失われた感覚 №44

平成22年4月17日

失われた感覚

 二十四節季で言えば今は「清明」ですが、二十日には「穀雨」になります。確かにこれから穀物や野菜の種まき時。「穀雨」はそれらを発芽生長させる恵みの雨ですね。菜種梅雨という言葉もありますが、それが「穀雨」なのかも知れません。そう考えると二十四節季というのは季節の移ろいをよく言い表していると感心させられます。それは昔の人たちが季節や自然と一体になった生活をしていたからでしょう。

 しかし、さらにびっくりすることはその頃の人たちは一日の光の移ろいを二時間ごとに感じ取っていたということです。昔の人は一日の始まりは夜と捉えていたようですので夜から申し上げますと、夜は午後九時から午前三時までですが、これを夜、真夜、夜とし、続く朝は三時から暁、明、朝とし、昼は午前九時から昼、真昼、昼とし、午後三時からはやはり二時間ごとに夕、暮、宵と呼んでいたのです。

当時の人たちが朝夕ばかりか一昼夜に渡って時間ごとの光の違いを感じ取っていたことに驚嘆の思いですが、これも光、明かりと言えばお日さまが唯一と言ってよかった時代の人の力なのでしょう。人はその時代、環境によって発揮する能力が違いますが、生活を自然に頼るしかない時代には人は自然に対して敏感かつ敬虔になり、そのために現代の私たちが失ってしまった力を持っていたのです。

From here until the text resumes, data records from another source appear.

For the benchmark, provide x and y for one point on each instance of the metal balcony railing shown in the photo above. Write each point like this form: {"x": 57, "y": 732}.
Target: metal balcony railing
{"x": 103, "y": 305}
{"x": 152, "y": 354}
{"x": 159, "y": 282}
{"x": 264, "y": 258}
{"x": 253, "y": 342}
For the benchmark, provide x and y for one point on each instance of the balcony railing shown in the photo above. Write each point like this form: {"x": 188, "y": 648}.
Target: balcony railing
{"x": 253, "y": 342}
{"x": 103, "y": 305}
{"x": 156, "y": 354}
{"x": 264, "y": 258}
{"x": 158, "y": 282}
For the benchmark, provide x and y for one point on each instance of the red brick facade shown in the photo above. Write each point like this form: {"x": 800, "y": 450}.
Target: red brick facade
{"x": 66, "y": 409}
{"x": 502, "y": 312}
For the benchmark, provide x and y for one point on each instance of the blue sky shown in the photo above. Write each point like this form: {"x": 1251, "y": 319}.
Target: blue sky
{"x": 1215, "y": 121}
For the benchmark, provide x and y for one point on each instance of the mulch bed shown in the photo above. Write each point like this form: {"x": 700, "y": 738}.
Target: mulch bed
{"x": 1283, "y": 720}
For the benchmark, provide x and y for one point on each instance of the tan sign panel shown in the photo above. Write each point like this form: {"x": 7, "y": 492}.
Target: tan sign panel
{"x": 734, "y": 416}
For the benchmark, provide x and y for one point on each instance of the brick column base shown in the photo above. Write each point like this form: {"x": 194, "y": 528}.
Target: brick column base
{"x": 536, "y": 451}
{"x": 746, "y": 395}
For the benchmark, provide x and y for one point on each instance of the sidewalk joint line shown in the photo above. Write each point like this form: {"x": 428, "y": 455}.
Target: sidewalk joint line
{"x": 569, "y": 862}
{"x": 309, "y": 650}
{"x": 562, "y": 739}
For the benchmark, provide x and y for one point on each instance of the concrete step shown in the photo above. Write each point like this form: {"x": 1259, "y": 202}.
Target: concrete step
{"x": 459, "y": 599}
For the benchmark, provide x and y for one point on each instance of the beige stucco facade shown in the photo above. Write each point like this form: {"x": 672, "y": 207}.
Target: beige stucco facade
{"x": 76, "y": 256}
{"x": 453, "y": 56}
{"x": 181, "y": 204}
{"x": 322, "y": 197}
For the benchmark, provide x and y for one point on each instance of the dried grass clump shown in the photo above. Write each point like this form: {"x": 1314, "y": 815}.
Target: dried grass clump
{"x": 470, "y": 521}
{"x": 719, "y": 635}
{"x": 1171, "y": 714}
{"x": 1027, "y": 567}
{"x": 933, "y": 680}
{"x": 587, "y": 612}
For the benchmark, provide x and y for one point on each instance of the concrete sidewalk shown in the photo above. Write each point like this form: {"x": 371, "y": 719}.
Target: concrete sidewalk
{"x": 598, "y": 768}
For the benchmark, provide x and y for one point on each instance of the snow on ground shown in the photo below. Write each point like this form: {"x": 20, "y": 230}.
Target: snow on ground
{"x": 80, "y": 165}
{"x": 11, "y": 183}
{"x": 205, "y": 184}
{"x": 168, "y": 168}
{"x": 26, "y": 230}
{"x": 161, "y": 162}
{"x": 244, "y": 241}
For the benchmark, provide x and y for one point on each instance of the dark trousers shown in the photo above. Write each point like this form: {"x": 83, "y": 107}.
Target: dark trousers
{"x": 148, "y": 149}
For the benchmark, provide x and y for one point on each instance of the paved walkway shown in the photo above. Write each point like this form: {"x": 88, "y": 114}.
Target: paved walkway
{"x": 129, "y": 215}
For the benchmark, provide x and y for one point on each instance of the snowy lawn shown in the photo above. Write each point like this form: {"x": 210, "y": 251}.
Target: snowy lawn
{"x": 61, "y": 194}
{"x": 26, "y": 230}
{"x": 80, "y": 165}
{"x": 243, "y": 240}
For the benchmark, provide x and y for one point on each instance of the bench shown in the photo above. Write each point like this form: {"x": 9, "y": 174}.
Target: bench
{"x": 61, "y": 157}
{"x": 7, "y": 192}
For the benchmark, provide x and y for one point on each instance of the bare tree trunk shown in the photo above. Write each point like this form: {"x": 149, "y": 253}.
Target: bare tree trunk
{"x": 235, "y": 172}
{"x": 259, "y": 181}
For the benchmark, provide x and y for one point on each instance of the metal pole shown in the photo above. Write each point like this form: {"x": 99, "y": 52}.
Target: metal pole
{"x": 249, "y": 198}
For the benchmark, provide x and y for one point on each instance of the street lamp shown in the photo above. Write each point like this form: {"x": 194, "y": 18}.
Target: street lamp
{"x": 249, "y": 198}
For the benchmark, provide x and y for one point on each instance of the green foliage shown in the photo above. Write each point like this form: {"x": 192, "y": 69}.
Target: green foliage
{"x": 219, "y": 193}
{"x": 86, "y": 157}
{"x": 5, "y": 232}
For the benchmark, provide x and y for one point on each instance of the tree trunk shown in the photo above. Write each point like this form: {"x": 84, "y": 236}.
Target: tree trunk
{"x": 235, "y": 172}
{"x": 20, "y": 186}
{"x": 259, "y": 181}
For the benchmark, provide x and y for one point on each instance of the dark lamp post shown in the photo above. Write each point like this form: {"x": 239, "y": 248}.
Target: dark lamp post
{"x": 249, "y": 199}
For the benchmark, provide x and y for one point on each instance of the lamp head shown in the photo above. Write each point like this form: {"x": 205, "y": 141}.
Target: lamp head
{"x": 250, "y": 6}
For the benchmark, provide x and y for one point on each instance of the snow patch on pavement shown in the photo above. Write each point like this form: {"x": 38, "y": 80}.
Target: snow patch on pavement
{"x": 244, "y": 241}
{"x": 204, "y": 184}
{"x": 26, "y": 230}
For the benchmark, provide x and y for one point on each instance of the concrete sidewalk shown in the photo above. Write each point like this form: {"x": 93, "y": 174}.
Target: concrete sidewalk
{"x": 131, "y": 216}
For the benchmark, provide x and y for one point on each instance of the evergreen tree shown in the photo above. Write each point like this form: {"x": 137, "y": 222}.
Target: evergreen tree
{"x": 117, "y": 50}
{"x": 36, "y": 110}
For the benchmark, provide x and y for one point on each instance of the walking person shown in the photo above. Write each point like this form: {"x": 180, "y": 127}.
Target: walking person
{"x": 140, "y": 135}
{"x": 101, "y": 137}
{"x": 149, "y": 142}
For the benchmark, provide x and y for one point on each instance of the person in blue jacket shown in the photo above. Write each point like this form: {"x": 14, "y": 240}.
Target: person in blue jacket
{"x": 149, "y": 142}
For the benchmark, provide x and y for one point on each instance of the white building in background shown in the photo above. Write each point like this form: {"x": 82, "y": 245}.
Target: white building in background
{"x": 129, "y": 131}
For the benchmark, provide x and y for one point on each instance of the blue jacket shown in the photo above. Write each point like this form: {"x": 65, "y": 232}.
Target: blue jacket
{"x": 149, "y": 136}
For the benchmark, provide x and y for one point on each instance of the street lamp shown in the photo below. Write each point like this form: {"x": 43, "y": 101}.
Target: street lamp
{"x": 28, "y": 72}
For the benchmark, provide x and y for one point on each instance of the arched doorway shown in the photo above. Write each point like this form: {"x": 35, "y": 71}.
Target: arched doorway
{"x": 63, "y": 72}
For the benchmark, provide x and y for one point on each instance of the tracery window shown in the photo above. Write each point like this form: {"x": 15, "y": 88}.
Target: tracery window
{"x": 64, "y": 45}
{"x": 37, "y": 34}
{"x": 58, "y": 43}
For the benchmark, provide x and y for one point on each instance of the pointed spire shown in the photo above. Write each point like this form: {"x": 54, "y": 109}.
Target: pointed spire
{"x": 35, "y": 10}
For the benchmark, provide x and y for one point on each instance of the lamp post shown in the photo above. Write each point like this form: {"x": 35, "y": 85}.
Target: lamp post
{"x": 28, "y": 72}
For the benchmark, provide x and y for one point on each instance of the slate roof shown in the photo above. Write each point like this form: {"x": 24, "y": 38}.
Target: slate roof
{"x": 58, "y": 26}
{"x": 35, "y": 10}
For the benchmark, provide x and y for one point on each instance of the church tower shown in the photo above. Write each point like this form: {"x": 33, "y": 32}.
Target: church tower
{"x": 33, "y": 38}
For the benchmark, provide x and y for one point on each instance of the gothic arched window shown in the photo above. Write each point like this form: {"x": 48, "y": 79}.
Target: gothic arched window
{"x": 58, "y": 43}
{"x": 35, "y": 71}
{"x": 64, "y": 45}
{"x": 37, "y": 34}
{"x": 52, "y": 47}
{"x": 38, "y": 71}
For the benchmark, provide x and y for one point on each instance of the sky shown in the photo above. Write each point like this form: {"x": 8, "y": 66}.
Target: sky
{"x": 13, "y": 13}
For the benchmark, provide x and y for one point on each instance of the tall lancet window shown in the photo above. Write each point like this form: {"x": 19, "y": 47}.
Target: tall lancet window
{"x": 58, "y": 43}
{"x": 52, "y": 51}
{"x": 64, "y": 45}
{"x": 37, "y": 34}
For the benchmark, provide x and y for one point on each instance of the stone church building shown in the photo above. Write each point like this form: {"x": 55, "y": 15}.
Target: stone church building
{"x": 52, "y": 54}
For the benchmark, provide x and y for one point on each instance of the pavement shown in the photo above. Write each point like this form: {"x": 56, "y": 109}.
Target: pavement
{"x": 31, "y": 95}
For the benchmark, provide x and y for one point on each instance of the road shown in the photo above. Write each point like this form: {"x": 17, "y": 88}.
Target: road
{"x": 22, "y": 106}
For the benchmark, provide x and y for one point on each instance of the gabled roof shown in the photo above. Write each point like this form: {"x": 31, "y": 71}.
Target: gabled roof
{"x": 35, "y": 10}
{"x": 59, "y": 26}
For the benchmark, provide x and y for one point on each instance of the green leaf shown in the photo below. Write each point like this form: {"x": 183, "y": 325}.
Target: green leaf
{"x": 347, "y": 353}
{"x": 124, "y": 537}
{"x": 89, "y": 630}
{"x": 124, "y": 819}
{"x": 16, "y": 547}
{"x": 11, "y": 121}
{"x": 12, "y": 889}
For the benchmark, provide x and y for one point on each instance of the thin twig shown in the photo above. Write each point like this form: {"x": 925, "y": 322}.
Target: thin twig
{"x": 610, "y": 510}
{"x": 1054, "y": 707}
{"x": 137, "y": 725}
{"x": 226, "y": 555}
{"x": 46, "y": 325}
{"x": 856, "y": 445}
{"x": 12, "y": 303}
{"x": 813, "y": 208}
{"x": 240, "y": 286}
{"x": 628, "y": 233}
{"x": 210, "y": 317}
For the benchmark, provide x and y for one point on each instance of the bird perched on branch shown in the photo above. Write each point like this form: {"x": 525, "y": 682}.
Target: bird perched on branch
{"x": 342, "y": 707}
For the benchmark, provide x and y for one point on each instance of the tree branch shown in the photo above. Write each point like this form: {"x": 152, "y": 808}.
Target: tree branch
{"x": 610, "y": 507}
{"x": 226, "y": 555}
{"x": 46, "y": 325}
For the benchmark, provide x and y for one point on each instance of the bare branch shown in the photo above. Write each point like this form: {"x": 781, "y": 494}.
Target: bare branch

そう考えていて気づいたことがあります。先日の花祭りの折、私たちの本来性である「純真」こそ大事ではないかと申し上げましたが、この本来性を発揮できるかどうかは、そのことに私たちが敏感になっているか、そして環境を整えているかということに掛かっているに違いありません。失われた感覚同様、私たちの本来性は存在していて発揮されないでいるのです。これを発揮できるようにするのはやはり日々の心掛け(文字通り心に掛けておくこと)と訓練なのでしょうね。内心忸怩です。



  玉磨かざれば光なし。
  また言う。
  玉(みが)かざれば(うつわもの)をなさず。